By Christina Ausley | Staff Reporter
At seven years old, a young Amy Smoot pieced together scraps of fabric and spare buttons, proudly presenting her grandmother with a makeshift sock monkey. Now, as a second-year graduate student, she prepares to present her work at the master of arts exhibition, though ceramics will replace her childhood creations.
The department of Art and Art History will showcase graduate students Amy Smoot and John Klosterman Feb. 8-22, in the Sella-Granata Art Gallery. The public is welcome to attend a formal reception Thursday, Feb. 15 from 4 to 6 p.m.
“I wouldn’t say I was naturally gifted, but I would mess around with whatever arts and crafts my grandmother would give me,” Smoot said. “I’d make sock monkeys and would sew a lot, but I would say my passion seriously began once I took my first ceramics class in undergrad. It was the first time I found myself in the studio more than anywhere else.”
Smoot received the BFA in ceramics from the University of West Georgia, and was one of three artists selected for a program called Air Air in 2017, where she created art in a somewhat unusual studio setting – an airplane.
She currently serves as president of Crimson Clay, a student organization that brings together ceramics fanatics, and has had the opportunity to educate and inspire other artists through a variety of teaching opportunities and workshops.
Smoot now explores in her art what she describes as “insignificant moments of discomfort,” which may “implode in a moment’s notice” throughout our lives.
“Most of my work deals with personal experiences that I go through, or others that I know go through,” Smoot said. “This particular show is about the build up of daily, sometimes minimal, insecurities. I’m interested in the power they can hold and the influence they can have over how we move through the world.”
In this particular exhibition, Smoot looks forward to how others may react or relate to her work. This is a concept which has permeated all of her artistic endeavors, but even more so, her life and the lives around her.
“In the show, the buildup of self-doubt exposes itself in each figure, leaving them vulnerable in front of the viewer,” Smoot said. “This is my way of realizing I am not alone in how I feel. I believe there is something very relatable about being unsure of yourself. I see it every day on social media and how others deal with it. I think this is my way of dealing with my own insecurities.”
Smoot has just one year remaining in graduate school following this spring semester, so she will work towards her MFA exit show, to be held next spring. After leaving UA, she hopes to attend workshops and residencies to further her work and meet other artists.
John Klosterman, on the other hand, specializes in printmaking, and holds an assistantship in studio art.
Klosterman, a Daphne, Alabama, native, received his BFA from the University of South Alabama in 2015 after majoring in printmaking and minoring in interdisciplinary studies. In addition to an engaging academic career, much of his work encompasses his relationships along the way.

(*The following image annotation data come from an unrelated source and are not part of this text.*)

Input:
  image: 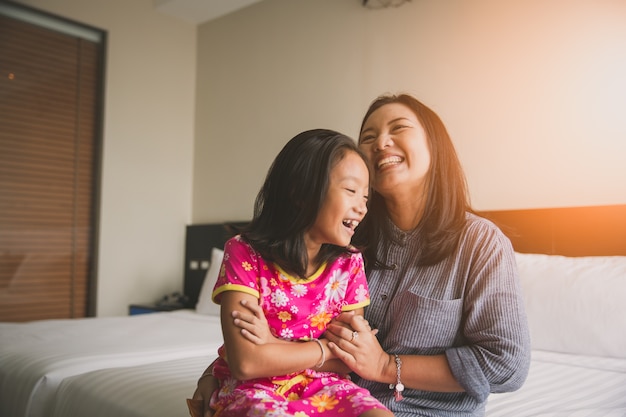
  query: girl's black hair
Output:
[242,129,367,278]
[352,94,473,269]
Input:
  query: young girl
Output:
[205,129,393,417]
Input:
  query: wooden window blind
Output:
[0,6,103,321]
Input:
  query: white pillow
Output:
[515,253,626,358]
[196,248,224,316]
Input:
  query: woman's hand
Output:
[324,313,390,381]
[187,361,218,417]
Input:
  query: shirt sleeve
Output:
[212,235,260,304]
[446,223,530,402]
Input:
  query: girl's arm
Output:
[221,291,336,380]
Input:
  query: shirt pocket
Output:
[385,292,463,354]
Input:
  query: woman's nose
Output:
[374,133,392,151]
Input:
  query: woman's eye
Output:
[393,125,408,131]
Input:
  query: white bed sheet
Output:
[41,351,626,417]
[49,354,217,417]
[486,350,626,417]
[0,310,222,417]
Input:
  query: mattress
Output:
[36,351,626,417]
[486,350,626,417]
[0,310,222,417]
[48,354,217,417]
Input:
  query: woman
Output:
[190,94,530,417]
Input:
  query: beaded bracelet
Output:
[389,354,404,401]
[311,338,326,368]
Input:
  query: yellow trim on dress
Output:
[273,262,326,284]
[211,284,261,304]
[341,298,370,311]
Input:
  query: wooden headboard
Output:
[184,222,247,308]
[184,204,626,308]
[478,204,626,256]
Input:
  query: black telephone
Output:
[156,292,189,308]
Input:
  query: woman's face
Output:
[359,103,431,197]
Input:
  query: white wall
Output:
[192,0,626,222]
[15,0,196,316]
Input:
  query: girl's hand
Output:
[232,300,280,345]
[324,313,389,381]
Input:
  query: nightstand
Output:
[128,304,185,316]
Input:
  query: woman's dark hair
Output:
[242,129,367,278]
[353,94,473,268]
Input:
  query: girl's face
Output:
[359,103,431,197]
[305,151,369,249]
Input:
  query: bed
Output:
[0,222,244,417]
[0,205,626,417]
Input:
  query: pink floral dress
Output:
[211,236,385,417]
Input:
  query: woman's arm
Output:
[326,313,464,392]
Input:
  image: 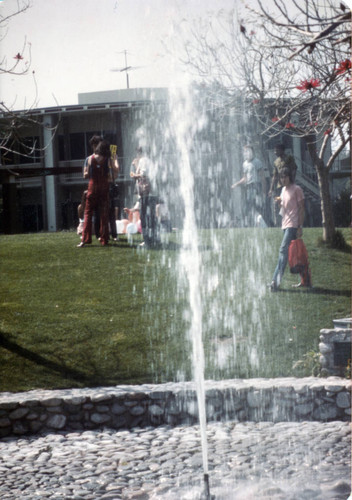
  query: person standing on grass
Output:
[268,143,297,225]
[270,168,304,292]
[77,140,118,247]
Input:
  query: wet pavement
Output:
[0,421,351,500]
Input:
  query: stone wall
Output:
[0,377,351,437]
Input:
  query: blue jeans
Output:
[272,227,297,286]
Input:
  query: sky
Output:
[0,0,352,109]
[0,0,238,109]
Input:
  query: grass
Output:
[0,228,351,392]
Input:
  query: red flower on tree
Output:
[335,59,352,75]
[296,78,320,92]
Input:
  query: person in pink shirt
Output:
[270,168,304,292]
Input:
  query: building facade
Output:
[0,89,346,233]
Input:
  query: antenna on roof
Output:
[110,50,143,89]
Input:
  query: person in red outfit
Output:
[77,140,118,247]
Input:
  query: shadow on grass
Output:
[0,332,96,385]
[278,286,351,297]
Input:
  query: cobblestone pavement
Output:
[0,421,351,500]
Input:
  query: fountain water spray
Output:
[170,86,211,499]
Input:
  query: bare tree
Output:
[169,0,351,241]
[0,0,55,169]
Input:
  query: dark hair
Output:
[95,140,111,158]
[89,135,103,151]
[280,167,293,184]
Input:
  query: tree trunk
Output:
[306,137,335,243]
[316,167,335,243]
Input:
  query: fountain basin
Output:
[0,377,351,437]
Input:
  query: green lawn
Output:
[0,228,351,391]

“The varying use of rope or knots are metaphors for my relationships,” Klosterman said. “The rope, much like family, can be strained or broken. On the other hand, rope can also be taken care of and used to tie a knot that cannot be undone. I aim to interpret the relationships I have had with these different figures or issues by use of the rope.”
As a child, he developed a passion for machines and tinkering with them. This passion has now influenced his ink-to-paper process.
“Instead of the turn of a wrench, it is now the carving of a block with a gauge,” Klosterman said. “Layers of each print, much like parts of a car, are assembled in a manner that creates a functioning vehicle for the message of each piece.”
Though Klosterman said he wasn’t always the “passionate, artistic type,” he thanks his grandparents for their encouragement to embrace art.
“I grew up working on old cars, repairing boats and tinkering on engines with my grandfather – he meant a lot to who I became,” Klosterman said. “My grandmother was the one who pushed my artistic ability and skill. She used to say that idle hands are the devil’s workshop.”
Both Smoot and Klosterman are looking forward to the exhibition after months to years of practice and patience.
“I think being fortunate enough to work with so many amazing visiting artists in the printmaking shop has been invaluable to my development,” Klosterman said. “The University does a really great job bringing in relevant and talented artists for us to talk to about our work and show us different methods that we wouldn’t know about otherwise.”